- Church: Episcopal Church
- Diocese: New York
- Elected: 1979
- In office: 1979–1998
- Predecessor: Harold Louis Wright
- Successor: Catherine S. Roskam

Orders
- Ordination: June 1958 by Horace W. B. Donegan
- Consecration: October 6, 1979 by Paul Moore Jr.

Personal details
- Born: August 23, 1932 Washington, D.C., United States
- Died: March 30, 2003 (aged 70) Hampton, Virginia, United States
- Denomination: Anglican
- Parents: Walter Decoster Dennis Sr. & Helen Louise Maddux

= Walter Dennis =

Bishop of the Episcopal Diocese of New York

Walter Decoster Dennis, Jr. (August 23, 1932 – March 30, 2003) was a suffragan bishop of the Episcopal Diocese of New York, from 1979 to 1998.

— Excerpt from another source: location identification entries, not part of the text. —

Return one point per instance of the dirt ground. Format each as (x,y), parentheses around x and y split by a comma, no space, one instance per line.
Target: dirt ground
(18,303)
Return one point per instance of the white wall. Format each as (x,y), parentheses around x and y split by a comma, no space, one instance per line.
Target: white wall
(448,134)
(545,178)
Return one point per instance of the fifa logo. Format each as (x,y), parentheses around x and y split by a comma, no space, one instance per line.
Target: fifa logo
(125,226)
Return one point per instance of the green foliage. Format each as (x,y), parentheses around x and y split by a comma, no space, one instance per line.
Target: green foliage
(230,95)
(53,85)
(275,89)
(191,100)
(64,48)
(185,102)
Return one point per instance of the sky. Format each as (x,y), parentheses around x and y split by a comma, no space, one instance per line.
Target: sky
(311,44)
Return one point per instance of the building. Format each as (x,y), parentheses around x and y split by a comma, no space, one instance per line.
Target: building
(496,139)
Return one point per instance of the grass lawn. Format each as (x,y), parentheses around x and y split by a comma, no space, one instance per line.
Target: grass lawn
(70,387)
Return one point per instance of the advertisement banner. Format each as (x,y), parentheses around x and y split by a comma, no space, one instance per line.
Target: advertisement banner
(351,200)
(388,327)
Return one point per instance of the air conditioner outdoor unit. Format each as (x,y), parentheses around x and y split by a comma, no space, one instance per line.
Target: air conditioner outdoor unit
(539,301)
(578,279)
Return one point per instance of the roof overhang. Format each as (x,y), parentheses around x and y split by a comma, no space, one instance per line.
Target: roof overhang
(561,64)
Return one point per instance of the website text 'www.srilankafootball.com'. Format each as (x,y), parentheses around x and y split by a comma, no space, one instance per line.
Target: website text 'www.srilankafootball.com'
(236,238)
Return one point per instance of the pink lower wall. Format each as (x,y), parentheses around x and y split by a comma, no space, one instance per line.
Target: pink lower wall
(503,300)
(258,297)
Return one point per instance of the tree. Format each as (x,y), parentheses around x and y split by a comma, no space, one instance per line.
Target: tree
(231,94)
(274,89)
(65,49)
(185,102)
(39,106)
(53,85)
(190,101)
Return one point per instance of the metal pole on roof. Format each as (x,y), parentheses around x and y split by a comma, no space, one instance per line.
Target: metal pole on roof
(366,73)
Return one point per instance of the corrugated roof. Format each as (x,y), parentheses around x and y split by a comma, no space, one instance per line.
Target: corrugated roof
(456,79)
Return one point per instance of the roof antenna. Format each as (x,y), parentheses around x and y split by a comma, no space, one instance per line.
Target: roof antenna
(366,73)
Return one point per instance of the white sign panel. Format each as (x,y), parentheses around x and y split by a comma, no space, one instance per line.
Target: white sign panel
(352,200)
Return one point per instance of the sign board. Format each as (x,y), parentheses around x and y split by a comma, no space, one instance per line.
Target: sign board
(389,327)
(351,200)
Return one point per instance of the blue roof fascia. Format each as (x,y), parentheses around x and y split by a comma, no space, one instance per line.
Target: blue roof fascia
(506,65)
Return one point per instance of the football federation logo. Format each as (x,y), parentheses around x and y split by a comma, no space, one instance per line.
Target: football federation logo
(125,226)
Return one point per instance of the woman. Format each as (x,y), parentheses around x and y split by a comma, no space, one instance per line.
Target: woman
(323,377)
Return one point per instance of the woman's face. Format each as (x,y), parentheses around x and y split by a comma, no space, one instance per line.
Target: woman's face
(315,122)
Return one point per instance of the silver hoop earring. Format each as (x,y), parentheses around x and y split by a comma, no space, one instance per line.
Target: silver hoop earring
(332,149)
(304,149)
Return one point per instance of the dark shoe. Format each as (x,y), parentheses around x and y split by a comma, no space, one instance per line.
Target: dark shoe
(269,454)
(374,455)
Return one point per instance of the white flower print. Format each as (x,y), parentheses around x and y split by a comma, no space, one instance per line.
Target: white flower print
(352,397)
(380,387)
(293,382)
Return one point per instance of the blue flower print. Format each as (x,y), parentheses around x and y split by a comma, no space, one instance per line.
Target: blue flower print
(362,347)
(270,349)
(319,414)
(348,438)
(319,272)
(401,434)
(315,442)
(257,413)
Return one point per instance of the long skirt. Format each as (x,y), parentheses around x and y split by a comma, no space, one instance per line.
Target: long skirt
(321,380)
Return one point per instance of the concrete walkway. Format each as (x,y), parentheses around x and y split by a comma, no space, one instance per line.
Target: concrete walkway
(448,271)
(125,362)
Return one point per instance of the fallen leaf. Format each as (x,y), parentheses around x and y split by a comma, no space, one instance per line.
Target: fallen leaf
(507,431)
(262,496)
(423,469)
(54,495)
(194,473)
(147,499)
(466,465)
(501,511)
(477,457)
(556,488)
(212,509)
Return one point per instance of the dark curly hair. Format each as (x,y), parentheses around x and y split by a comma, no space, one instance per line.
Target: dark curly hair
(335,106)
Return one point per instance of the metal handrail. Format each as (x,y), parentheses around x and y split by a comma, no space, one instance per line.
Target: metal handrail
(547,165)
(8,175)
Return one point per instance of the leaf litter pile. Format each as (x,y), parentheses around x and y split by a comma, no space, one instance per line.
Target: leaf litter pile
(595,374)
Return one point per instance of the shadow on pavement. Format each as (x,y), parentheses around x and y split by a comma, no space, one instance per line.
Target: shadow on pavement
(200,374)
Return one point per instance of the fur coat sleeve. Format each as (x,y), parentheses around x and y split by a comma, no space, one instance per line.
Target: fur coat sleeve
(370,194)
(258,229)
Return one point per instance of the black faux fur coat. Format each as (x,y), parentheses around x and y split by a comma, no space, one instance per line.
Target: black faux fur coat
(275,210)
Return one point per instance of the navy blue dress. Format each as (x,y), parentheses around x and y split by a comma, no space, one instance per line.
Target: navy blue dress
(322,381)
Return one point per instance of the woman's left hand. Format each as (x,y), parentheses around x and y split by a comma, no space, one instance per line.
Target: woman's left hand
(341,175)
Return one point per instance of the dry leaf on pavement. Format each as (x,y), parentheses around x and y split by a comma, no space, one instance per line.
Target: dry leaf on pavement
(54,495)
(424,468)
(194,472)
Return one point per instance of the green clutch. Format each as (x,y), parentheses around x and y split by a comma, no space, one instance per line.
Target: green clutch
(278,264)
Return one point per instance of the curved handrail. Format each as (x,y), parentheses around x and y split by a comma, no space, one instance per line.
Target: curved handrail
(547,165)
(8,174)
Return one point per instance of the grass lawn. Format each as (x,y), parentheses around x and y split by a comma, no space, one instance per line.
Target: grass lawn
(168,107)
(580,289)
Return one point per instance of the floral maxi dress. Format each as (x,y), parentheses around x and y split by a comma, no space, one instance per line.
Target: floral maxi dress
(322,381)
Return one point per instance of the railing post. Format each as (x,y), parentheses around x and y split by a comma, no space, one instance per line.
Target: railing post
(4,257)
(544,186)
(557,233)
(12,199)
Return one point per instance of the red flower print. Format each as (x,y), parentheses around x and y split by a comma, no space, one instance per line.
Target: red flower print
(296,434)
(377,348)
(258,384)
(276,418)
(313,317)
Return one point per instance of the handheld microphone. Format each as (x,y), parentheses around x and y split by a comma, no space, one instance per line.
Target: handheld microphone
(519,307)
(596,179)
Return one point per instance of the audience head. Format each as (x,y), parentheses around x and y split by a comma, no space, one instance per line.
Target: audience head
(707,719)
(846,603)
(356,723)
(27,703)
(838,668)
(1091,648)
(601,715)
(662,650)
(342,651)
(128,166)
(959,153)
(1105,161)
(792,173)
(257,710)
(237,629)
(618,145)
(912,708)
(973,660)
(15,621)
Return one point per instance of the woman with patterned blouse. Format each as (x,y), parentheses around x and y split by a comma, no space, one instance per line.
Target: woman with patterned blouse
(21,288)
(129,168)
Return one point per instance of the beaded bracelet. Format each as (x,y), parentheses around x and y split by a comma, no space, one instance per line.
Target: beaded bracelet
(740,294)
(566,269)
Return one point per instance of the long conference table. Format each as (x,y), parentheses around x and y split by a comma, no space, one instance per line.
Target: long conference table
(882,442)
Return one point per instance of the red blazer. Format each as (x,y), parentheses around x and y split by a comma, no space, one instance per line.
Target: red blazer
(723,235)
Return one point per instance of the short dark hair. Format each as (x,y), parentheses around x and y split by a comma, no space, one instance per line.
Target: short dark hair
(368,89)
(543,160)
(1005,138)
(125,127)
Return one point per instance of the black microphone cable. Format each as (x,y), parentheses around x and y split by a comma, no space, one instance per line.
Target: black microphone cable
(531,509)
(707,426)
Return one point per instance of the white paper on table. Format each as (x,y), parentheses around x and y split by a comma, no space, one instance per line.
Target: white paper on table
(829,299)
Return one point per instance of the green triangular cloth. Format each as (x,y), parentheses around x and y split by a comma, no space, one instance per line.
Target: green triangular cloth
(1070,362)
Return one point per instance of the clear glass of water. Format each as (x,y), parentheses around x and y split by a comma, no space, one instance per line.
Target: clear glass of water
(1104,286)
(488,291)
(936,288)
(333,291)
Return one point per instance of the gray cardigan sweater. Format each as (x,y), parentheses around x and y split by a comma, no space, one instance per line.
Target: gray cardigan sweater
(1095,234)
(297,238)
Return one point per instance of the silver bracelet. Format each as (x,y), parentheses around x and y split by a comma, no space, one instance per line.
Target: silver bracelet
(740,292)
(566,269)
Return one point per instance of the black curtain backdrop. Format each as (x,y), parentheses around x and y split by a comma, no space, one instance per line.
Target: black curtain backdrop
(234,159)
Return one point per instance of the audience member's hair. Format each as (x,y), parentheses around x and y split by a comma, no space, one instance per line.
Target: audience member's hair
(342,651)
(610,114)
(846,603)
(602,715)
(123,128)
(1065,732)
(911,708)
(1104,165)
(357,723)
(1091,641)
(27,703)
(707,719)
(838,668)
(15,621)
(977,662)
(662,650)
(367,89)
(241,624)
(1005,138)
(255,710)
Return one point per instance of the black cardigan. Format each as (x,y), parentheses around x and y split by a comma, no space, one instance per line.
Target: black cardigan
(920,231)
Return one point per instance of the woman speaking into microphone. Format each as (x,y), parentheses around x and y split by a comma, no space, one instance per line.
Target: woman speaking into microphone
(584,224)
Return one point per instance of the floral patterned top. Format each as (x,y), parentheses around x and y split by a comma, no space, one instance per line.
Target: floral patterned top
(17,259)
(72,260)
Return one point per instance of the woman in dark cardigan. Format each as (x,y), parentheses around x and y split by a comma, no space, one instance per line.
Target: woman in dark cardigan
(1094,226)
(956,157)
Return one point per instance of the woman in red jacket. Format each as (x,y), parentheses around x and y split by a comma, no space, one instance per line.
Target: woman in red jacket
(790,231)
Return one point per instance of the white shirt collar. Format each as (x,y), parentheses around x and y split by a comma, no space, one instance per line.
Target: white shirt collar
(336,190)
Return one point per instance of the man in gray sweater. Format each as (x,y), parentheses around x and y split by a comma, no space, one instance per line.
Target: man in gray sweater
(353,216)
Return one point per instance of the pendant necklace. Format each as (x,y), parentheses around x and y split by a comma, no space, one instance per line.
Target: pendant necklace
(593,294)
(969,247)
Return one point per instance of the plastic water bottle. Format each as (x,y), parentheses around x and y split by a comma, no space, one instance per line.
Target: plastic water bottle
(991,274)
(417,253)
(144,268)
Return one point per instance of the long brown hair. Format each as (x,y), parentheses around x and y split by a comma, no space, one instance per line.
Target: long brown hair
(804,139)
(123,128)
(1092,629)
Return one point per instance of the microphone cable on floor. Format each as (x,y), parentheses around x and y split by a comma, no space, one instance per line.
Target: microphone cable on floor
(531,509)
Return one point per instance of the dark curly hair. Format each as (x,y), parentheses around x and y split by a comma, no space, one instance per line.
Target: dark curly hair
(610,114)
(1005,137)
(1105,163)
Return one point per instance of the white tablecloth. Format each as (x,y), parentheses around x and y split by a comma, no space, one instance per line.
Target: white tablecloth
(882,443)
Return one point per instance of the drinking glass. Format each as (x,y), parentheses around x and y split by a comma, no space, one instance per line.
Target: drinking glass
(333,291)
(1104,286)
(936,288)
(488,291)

==Early life and education==
Dennis was born on August 23, 1932, in Washington, D.C., the son of Walter Decoster Dennis Sr. and Helen Maddux. He studied at the Virginia State College, from where he graduated with a Bachelor of Arts in 1952. He then studied at the New York University and graduated with a Master of Arts in North American history and constitutional law in 1953. Later on, he enrolled at the General Theological Seminary and earned his Bachelor of Sacred Theology in 1956. In 1972 he also earned a postgraduate diploma from New York University.

==Priest==
Dennis was ordained deacon on June 15, 1956, at Grace Church in Norfolk, Virginia, by Bishop George P. Gunn of Southern Virginia. He then became curate at St Philip's Church in Brooklyn, New York City, and in September of that year became curate at the Cathedral of St. John the Divine. During his time at the cathedral, he was ordained priest in June 1958 by Bishop Horace W. B. Donegan of New York. In 1960 he became vicar of St Cyprian's Church in Hampton, Virginia, and between 1961 and 1965, he also served as assistant professor of history and constitutional law at the Hampton Institute. In 1965, he returned to New York City and became residentiary canon of the cathedral chapter of the Cathedral of St. John the Divine. During that time he became well known for his involvement in social issues and civil rights. He also taught Christian Ethics at the General Theological Seminary.

==Bishop==
Dennis was elected on the third ballot as Suffragan Bishop of New York, during a special convention of the Diocese of New York in 1979. He was consecrated at the Cathedral of St. John the Divine on October 6, 1979, by Bishop Paul Moore Jr. of New York. Dennis was favored by many to be elected as diocesan bishop during the 1989 election, however he withdrew the nomination citing medical reasons. He retained the post till his retirement in 1998. He died on March 30, 2003, in Hampton, Virginia.

==Dennis Canon==
He drafted the "Dennis Canon" which seeks to impose a trust, in favor of the Episcopal Church, on property held by a local group of Episcopal adherents. Its intended effect is to discourage a local group from withdrawing from the Episcopal Church, as under the Dennis Canon such property would revert to the Episcopal Church.